In early December 2021, rumors about a remote code execution (RCE) vulnerability in Log4j began circulating on social media, dubbed Log4Shell. Over the next three days, those rumors were confirmed and the immense scope of the vulnerability became clear. The vulnerability was found in almost all Java applications. Vulnerable versions of Log4j were in organizations’ applications’ direct dependencies and in their transitive dependencies. It was embedded in vendor products, including monitoring, visualization, and security tools. Remediating it required dependency updates, testing and deployment cycles, and redeployment of vendor software.

In the aftermath of this vulnerability, some organizations responded quickly and with relative efficiency. Others lost days, weeks and months before even beginning their response.

There is much we can learn from these differences among organizations, and this talk attempts to capture and synthesize some of those learnings.

This talk will (a) Describe three broad categories of enterprises based on their responses to Log4Shell and (b) Identify the key characteristics of each of these patterns.
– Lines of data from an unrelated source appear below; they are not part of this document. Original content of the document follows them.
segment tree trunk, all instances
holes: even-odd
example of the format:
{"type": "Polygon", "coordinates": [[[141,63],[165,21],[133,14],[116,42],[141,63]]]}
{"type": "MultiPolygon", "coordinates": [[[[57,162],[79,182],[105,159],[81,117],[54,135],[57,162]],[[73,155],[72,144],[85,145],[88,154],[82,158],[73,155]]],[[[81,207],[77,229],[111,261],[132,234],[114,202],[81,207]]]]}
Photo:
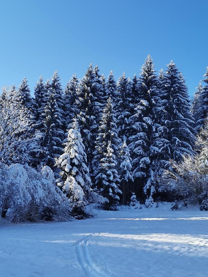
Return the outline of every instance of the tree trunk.
{"type": "Polygon", "coordinates": [[[126,191],[125,180],[123,180],[123,203],[125,205],[126,203],[126,191]]]}
{"type": "Polygon", "coordinates": [[[6,216],[6,214],[7,211],[8,209],[2,209],[2,217],[5,218],[6,216]]]}

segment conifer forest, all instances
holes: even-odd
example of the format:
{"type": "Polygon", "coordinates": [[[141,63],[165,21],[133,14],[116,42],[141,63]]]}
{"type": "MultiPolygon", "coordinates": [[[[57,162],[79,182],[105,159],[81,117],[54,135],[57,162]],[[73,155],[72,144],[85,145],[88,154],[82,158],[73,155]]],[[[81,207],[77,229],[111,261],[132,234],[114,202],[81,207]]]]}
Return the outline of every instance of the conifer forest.
{"type": "Polygon", "coordinates": [[[91,205],[116,211],[161,201],[207,211],[208,67],[192,99],[173,61],[154,68],[149,55],[132,78],[105,76],[91,64],[64,88],[57,71],[34,90],[26,78],[3,87],[2,217],[67,221],[93,215],[91,205]]]}

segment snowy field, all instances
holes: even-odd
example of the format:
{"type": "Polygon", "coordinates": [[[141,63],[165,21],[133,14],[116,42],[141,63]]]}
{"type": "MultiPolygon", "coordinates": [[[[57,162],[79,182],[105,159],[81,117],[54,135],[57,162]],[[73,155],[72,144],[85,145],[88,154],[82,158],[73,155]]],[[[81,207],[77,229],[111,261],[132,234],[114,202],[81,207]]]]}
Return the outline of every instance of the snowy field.
{"type": "Polygon", "coordinates": [[[208,212],[99,211],[85,220],[0,223],[0,276],[207,276],[208,212]]]}

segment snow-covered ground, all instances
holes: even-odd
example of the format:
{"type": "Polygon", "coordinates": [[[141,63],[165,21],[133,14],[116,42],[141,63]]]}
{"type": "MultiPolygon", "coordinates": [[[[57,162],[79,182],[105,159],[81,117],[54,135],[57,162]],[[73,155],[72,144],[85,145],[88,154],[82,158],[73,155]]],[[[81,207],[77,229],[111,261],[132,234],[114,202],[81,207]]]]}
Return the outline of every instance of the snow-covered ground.
{"type": "Polygon", "coordinates": [[[85,220],[0,223],[0,276],[207,276],[208,212],[99,211],[85,220]]]}

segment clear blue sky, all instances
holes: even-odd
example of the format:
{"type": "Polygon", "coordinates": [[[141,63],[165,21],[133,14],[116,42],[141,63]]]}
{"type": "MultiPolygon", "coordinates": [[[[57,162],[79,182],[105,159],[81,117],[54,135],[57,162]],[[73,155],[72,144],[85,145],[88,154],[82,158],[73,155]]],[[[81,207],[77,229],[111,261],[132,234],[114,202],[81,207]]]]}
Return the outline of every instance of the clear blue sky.
{"type": "Polygon", "coordinates": [[[0,0],[0,86],[26,76],[32,92],[57,70],[64,86],[89,64],[116,78],[172,59],[192,95],[208,66],[208,1],[0,0]]]}

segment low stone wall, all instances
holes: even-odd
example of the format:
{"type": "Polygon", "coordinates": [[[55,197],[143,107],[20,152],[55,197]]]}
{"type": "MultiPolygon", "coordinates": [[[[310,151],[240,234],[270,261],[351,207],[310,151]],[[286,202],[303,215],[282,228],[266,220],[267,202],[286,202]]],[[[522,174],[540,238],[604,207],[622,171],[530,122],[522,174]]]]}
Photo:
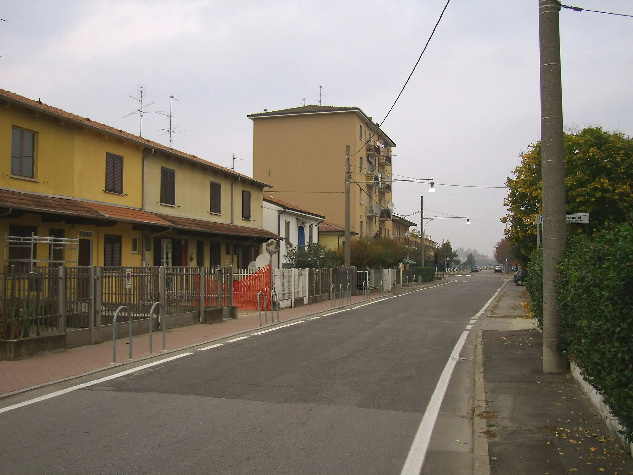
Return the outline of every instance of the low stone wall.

Three broad categories of enterprises are:
- High performers/”The Good” - Had good visibility of the blast radius. Took control of the situation within days. Fixed most custom developed applications in a week or so. Had least amount of toil and human impact
- Medium performers/”The Not-so-good” - Had partial visibility of the blast radius. Took control of the situation within a month or so. Fixed most custom developed applications within 2 months. Had some human impact.
- Poor performers/”The bad” - No visibility of the blast radius. Lots of custom script and manual labor to understand the impact. Took months to fix only the “known” applications.
Key characteristics of the above groups
- High performers - (1) Have Software Composition Analysis (SCA) or similar capabilities to get full visibility of bill of material of all applications, (2) Have fully automated delivery pipelines, (3) Uses IaC (4) High ownership engineering culture / “You Built It, You Own It” (5) Developers own security too (with the help of InfoSec team consultation)
- Medium Performers - (1) Have partial coverage via SCA or similar capabilities (2) Have semi-automated delivery pipelines (3) Mix of cloud and on-prem production load (4) Mix of legacy and modern application (5) Bit of hero culture (6) High people impact including people canceling vacation time
- Poor performers - (1) Weak tooling, (2) Legacy applications and technology stack, (3) Silos of Dev, Ops and Security (4) Poor engineering culture

This talk is based on a paper (to be published during Fall 2022 by IT Revolution) written by Randy Shoup (Chief Architect, eBay), Mychael Nygard (Author of Release It), Chris Hill (Director, TMobile), Dominica DeGrandis (Principle Flow Advisor, Tasktop) and Topo Pal (VP, Fidelity Investments)

Key Takeaways:

Discovery, inventory and managing Risks - Open Source Software enters an enterprise in different “shapes and sizes” - from a few lines of code to full blown frameworks and platforms; from a developer tool to OS; from web proxy to RDBMS. And then some more - via vendor software. They also come in via many entryways - such as, developers downloading software from the internet, build pipelines downloading directly from the internet or using a “proxy” such as Nexus, Artifactory etc, production instances directly installing software from public repositories and so on. You will learn how you can (1) Have full visibility of what gets in and what gets used and how (2) Identify risks and (3) Design and implement controls to mitigate the risks
Fast impact analysis - You will learn how you can get a list of all the places where a particular open source software is used very fast.
Automated deployment and release - Once a fix is made, need to send the fix to production safely and promptly. You will learn about a few patterns to achieve this.
Identifying the fix and fixing it - Even the simplest fix can be very confusing and mind-numbing and frustrating at times when it comes to the scale of Log4Shell. You will learn about various patterns to identify and fix while reducing friction between teams.
It may be a good idea to establish a “fire drill” process going forward.